Contudo, Marighella (Brasil, 2019 – Paris Filmes) é um filme cuja antecipação vai muito além dessa conjuntura, que pode ser frutiferamente discutida em outro momento. Filme de estreia de Wagner Moura na direção, ele é escrito pelo consagrado ator e por Felipe Braga, adaptando o livro de Mário Magalhães sobre o político brasileiro. Sua narrativa aborda a participação do deputado constituinte na formação e queda da ALN, célula revolucionária conhecida pela luta armada durante a ditadura militar.

Mas Moura e Braga optam por apresentar uma narrativa um tanto mais horizontal do que se espera de um filme biográfico, dando espaço para todos os personagens que revolvem Carlos Marighella (Seu Jorge), um pequeno grupo de jovens comunistas e seu parceiro de longa data, Branco (Luis Carlos Vasconcellos). Se, por um lado, a decisão permite abordar temas mais amplos e estabelecer um discurso que ultrapassa o personalismo, acaba por impedir a investigação profunda da história e psique do personagem-título.

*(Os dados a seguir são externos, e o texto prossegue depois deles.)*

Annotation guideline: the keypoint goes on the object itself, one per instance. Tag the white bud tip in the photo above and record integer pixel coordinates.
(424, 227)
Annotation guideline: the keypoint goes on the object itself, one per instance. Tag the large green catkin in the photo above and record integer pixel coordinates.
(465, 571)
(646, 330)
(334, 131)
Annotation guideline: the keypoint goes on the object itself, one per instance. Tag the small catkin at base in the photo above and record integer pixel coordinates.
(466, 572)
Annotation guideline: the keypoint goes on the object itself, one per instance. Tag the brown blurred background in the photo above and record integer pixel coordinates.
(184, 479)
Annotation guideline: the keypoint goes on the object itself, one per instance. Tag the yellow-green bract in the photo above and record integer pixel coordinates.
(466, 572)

Como consequência, Marighella é descaracterizado, pois o conhecemos somente como guerrilheiro expulso do PCB, ignorando (pois há pouca ou nenhuma menção no filme) seu passado como deputado constituinte e também preso político da era Vargas. Da mesma forma, o delegado responsável por sua caça e morte, Sérgio Fleury, é substituído por um personagem fictício, interpretado por Bruno Gagliasso. Assim também ocorre com os guerrilheiros que integram a ALN.

Limitado pelo descompasso histórico, o longa decide retratar uma organização revolucionária empregando uma lógica antirrevolucionária – um filme que boicota seu protagonista. Com a angústia da Aliança em primeiro plano, o que felizmente permite que o filme não descambe em mera ação pela ação, Moura mantém a esperança dos guerrilheiros em evidência, a despeito de toda a desgraça e traição da narrativa. 

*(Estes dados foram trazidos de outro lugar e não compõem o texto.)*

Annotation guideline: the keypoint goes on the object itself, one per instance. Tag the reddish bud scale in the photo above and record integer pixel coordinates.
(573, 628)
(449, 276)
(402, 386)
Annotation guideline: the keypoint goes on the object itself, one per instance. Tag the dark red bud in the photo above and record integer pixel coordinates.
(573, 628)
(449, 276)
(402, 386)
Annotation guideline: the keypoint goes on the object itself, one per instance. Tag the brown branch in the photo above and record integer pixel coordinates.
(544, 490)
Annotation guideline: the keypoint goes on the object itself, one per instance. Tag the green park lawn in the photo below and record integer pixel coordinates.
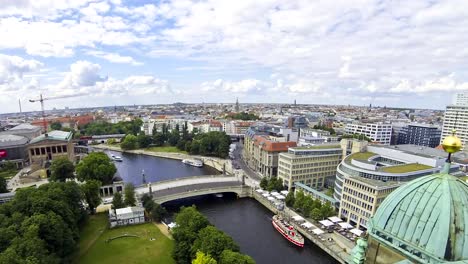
(94, 249)
(169, 149)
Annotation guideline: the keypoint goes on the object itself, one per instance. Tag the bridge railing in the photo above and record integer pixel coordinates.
(183, 194)
(153, 184)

Em um desespero constante, o núcleo de guerrilheiros não faz mais que cair, mesmo que, cena após cena, os diálogos de Braga e Moura insistam em frases de efeito e chavões cafonas e esperançosos que reduzem os atos da célula a um ideologismo míope. É, inclusive, escabrosa (e aqui busco dar o mínimo de spoilers possível, mas caso prefira entrar na experiência sem saber nada, pule este parágrafo agora) a divisão narrativa que ocorre após uma emboscada matar dois colegas de Marighella. Na cena, o protagonista encara diretamente a câmera – em clara referência do cinema de Spike Lee – e assume que “se é terrorismo que eles querem, é terrorismo que terão”. As ações que seguem pouco justificam a cena, tornando-a dispensável, embora o efeito de “extremizar” a atuação das personagens seja muito bem telegrafada.

Este não é o único aceno à filmografia de Lee, que parece compor junto à caótica câmera na mão de Fernando Meirelles o rol de referências de Wagner Moura, que não consegue imprimir uma forte autoralidade na obra. É evidente que a cadência que o diretor busca estabelecer tem a intenção de apresentar a figura histórica a uma audiência ampla, mas acaba por gerar problemas de ritmo que se originam na quantidade elevada de arcos narrativos – cuja maioria funciona bem e entrega o peso emocional pretendido, mas rapidamente perde impacto por já termos de lidar com outra linha narrativa.

De projeção polêmica, Marighella é um retrato da opressão militar a um movimento revolucionário que acaba por reiterar a atmosfera antirrevolucionária e, principalmente, contrária à luta armada de seus protagonistas. Tem bons aspectos técnicos, envolvente trilha sonora e atuações potentes (a despeito da insistência de Seu Jorge de entoar cada sílaba de maneira plástica e novelesca), mas entrelaça suas partes com um pano opaco que, naturalmente, levanta dúvidas sobre seu teor biográfico.